Shaping and challenging rather than reflecting. Shurely not. Does she mean an attempt to encourage readers to immerse themselves in the difficult lives in the developing world, in communities of color? No, we are celebrating quite a lot of that. A call to writers to develop a more sophisticated version of the socialist realism forced on Russian writers post 1917? Maybe. She goes onto recommend a handful of books four by people of color, one of them, female, and another dead white male.
I want these works too to be widely read, to generate buzzy chatter, to re-energize novel-reading. But I don’t know how that happens. Is there only one way to generate so-called “momentum” in a book? Is it always “what happens next?” Or “relatability” or manageable smoothness? Why not intensity, or depth, or unsolvable mystery—a more vertically-oriented driving energy?
“A vertically oriented driving energy”. Jesus God, is Marx everywhere? And what is this fresh meaning of the word “vertical”? The Cut, New York Magazine’s style, fashion and whining section, uses the word ‘vertical’, as in a “women’s vertical” to describe itself. Does it mean challenging the status quo? The man, the patriarchy? How tiresome.
It is an inevitability that when the world seems at its most accommodating, as it must at Skidmore, we seek out danger. It is a hectic way to live and read, but barring any moral core, any culture-wide, over-arching imperative toward virtue (rather than the accepted modernity of kindness, inclusion, correctness), are we to work towards a vertically-oriented driving energy that will topple the white male (and his privileged lapdog of a woman) off his throne?
Chung uses seven years of The Good Wife as her template of the perfect middlebrow serial, but its conflicted ending is for her, the perfect coda for her idealized future lit:
“… that ending leaves a rough taste in our mouths: the messes Alicia leaves behind her and now faces before her, are what lingers. As novelistic vision, this for me rises above middlebrow. It’s unmanageable. And true.”
Literature now follows the therapeutic model, beginning wound leading to misbehavior, consequences, therapeutic insight. Few novels end with a misalignment. They end with a teaching moment, these days about race and privilege. If 19th-century lit’s heroines did not die under the wheels of a train or riven with syphilis, they spent the rest of their lives trapped and repentant, having flouted convention. It was messy, it was punitive, it was informed, though not overtly, by Christianity, even by the best of the best. And its effect was to (slowly) widen acceptable individuation and morality.
Outside the world inhabited by the gatekeepers of literature is a rough beast that kindness and inclusion cannot tame, despite our attempts to codify and export those virtues as a requirement of foreign aid. Venture outside our safety and make yourself vulnerable, and you very quickly encounter what Christ called, the Ruler of this world. Christianity dealt with that force, buried deep in our nature and expressed by our bad selves. Our entire civilization is built to bar its entry, deal with its manifestations.

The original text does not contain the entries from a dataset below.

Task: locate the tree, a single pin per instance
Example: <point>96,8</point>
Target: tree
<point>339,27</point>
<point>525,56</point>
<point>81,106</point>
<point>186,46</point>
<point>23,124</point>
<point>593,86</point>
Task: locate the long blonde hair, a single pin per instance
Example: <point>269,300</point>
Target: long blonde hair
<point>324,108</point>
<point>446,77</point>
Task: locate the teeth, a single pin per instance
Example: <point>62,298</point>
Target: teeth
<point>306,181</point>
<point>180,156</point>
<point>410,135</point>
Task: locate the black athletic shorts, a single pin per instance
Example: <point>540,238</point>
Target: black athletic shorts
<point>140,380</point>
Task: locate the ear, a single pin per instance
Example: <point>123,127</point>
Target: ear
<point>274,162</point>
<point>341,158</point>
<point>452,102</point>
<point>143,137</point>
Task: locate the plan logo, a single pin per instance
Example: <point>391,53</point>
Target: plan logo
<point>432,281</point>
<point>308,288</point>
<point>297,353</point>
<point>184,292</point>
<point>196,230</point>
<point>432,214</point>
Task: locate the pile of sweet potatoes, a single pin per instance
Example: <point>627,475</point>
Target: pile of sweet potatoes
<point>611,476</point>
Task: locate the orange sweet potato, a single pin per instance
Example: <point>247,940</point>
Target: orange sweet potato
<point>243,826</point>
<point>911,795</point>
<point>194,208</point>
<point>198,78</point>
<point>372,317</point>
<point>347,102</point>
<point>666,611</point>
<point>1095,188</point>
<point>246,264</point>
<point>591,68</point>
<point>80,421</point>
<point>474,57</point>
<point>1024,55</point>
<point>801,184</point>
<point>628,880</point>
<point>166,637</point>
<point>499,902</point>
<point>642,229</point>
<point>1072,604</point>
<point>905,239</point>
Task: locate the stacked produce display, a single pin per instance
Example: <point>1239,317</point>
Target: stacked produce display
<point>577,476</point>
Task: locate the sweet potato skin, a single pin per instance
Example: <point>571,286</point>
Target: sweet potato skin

We have not yet found a replacement for the pre-modern faiths, the result being a furious and chaotic public debate, canceling, moral certitude, the cry to replace the legal and political underpinnings of our fragile stability. Faced with so much uncertainty, the invocation of a new form of evil, the revenge of the Female Id, capable of overturning all that made her suffering acceptable, is understandable. But very very dangerous.